# Civil War Layout



## Don Chovanec (Jan 13, 2009)

Late one night I read a post from a person on this forum who was interested in building a Civil war layout. Years ago I was taken to Gettysburg by friends and I noticed a train museum accross from the cemetary. My wife and friends went on and toured the cemetary and I of course went to the train museum. It was an fantastic museum with trains the likes of which I have never seen. They also had a train layout of Gettysburg at the time of the Civil war. It was really good. Much detail had been paid to every aspect including cannons on the trains which I read was done in some cases. Has anyone seen this. I don't even know if it still exist but it was one of the finest collections I have ever seen.


----------



## stationmaster (Dec 7, 2008)

Don,

Link: http://www.gettysburg.travel/visitor/member_detail.asp?contact_id=263

Bob


----------



## shaygetz (Sep 23, 2007)

Been there many times over the years, I find Gettysburg haunting and beautiful. I took my Cajun bride to see the Louisiana memorial, Devil's Den, the Railroad Cut and Picket's Charge the last time we were there.

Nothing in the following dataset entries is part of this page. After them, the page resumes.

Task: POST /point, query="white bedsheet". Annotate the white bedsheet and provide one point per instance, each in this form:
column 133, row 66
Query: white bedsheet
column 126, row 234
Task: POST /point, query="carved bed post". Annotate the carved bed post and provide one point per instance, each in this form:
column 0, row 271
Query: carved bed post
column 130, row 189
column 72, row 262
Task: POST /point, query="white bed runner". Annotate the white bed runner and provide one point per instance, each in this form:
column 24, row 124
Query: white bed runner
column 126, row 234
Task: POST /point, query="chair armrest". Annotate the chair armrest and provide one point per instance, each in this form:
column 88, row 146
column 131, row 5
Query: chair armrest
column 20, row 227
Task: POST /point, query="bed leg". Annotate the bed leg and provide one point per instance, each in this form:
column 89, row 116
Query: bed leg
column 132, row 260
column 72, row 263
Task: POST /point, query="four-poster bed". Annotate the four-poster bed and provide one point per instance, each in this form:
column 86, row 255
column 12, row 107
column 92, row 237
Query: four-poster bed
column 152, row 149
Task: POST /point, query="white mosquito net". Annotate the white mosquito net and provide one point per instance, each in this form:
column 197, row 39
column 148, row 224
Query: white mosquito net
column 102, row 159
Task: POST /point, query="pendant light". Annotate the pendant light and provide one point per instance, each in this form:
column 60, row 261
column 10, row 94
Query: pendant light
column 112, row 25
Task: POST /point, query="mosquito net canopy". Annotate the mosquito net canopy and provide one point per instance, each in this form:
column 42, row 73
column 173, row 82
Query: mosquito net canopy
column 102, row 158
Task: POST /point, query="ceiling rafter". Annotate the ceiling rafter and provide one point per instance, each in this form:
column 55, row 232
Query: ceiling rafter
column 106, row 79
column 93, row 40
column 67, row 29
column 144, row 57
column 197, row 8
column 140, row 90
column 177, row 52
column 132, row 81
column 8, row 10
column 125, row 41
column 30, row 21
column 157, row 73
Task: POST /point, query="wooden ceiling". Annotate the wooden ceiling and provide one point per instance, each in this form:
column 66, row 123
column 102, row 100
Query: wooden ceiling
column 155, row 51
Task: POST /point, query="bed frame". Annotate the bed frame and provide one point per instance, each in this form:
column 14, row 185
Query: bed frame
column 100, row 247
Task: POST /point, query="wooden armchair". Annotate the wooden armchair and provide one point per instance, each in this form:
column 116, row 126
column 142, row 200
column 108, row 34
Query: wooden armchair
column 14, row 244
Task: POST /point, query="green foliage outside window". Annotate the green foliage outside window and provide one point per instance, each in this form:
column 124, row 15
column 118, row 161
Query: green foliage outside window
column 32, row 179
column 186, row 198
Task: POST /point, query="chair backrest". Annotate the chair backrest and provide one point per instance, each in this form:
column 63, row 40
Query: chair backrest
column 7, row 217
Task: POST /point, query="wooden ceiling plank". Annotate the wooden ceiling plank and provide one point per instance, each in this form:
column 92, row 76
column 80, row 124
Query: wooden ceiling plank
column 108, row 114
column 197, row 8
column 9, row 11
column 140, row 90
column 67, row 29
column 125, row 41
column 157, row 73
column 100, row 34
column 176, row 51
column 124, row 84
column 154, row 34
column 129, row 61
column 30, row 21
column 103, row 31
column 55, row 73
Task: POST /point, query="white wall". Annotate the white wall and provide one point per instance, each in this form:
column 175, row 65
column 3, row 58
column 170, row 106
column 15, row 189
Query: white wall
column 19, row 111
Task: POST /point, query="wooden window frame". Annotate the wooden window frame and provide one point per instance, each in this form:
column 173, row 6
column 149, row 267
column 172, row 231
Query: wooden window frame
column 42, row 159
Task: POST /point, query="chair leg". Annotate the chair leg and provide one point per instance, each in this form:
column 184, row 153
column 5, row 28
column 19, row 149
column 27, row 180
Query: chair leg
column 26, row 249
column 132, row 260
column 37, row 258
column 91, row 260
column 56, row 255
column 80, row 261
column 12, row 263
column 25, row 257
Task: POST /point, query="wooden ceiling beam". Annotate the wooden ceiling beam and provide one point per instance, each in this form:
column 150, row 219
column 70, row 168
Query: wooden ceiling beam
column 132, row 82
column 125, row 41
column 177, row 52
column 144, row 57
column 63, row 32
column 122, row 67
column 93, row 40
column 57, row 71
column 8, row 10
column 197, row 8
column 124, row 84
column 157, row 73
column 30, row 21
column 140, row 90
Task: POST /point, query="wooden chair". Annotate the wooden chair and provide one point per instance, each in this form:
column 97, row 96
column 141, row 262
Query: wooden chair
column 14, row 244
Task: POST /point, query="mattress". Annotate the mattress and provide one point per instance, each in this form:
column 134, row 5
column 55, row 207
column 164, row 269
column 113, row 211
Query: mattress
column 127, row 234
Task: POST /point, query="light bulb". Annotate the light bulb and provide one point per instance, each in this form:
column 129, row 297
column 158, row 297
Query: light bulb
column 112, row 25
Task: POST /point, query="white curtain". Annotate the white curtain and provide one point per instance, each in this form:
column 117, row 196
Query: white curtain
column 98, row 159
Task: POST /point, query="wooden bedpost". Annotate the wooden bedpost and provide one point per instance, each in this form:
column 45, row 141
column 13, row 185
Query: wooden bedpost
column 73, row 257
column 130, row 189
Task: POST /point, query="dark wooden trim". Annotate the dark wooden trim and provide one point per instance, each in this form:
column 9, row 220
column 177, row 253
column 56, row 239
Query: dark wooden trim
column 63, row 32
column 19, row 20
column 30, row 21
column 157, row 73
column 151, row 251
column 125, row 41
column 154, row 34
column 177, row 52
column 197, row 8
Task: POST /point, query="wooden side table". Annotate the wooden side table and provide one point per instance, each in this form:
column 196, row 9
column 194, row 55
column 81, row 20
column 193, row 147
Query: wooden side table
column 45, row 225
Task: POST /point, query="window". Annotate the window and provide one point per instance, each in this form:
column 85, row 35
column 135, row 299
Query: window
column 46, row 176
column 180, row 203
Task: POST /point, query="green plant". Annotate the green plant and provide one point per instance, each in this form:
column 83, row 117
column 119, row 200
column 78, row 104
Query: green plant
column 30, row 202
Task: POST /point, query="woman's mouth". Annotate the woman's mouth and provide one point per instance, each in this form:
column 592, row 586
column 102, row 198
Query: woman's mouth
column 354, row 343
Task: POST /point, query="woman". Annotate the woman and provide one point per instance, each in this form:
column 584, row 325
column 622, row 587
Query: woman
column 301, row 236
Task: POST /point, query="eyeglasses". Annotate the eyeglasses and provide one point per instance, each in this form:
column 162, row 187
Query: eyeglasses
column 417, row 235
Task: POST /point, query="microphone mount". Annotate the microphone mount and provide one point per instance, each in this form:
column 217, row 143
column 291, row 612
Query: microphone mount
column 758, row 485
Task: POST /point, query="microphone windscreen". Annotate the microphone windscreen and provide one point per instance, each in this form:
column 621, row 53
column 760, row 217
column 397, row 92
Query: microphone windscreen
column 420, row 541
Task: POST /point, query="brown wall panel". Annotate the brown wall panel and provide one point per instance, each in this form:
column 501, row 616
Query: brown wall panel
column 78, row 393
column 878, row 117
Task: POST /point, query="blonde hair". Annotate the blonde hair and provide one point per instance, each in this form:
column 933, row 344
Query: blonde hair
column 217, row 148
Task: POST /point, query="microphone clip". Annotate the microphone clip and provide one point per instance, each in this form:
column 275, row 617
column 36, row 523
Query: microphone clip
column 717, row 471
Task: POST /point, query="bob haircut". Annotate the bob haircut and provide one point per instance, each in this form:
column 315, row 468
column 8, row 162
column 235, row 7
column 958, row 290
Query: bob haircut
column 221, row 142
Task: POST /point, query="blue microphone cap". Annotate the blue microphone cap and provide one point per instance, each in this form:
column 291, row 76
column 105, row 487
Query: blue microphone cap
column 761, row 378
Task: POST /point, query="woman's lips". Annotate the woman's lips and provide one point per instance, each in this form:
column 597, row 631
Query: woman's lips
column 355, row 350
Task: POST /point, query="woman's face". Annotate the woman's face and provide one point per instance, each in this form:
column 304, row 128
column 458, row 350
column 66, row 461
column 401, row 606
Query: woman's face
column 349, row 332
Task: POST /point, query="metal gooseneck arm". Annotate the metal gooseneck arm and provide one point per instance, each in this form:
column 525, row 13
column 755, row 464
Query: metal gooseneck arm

The train museum is the best.


----------



## MacDaddy55 (Aug 19, 2008)

*Yes..its still there!*

Hi Don,
Its the "Lincoln Train Museum" on the grounds of the National cemetary and yeah its one fantastic layout with a lot of different trains. I went there on vacation about 5 years ago and was very impressed.....I always wondered about those civil war engines & cars on Ebay,now I know! WOW! :thumbsup::thumbsup:


----------



## Don Chovanec (Jan 13, 2009)

Thanks Everyone! That's the one. When I went their my wife took our video camera with her to tour Gettysburg. I was so dissapointed not having a camera, that she went back to the Museum and requested that I be let in again to get some shots. Wow I got some great shots. The people that run it were so nice. Now I gotta go on a search my vids to see em again. I will put it on DVD to keep.


----------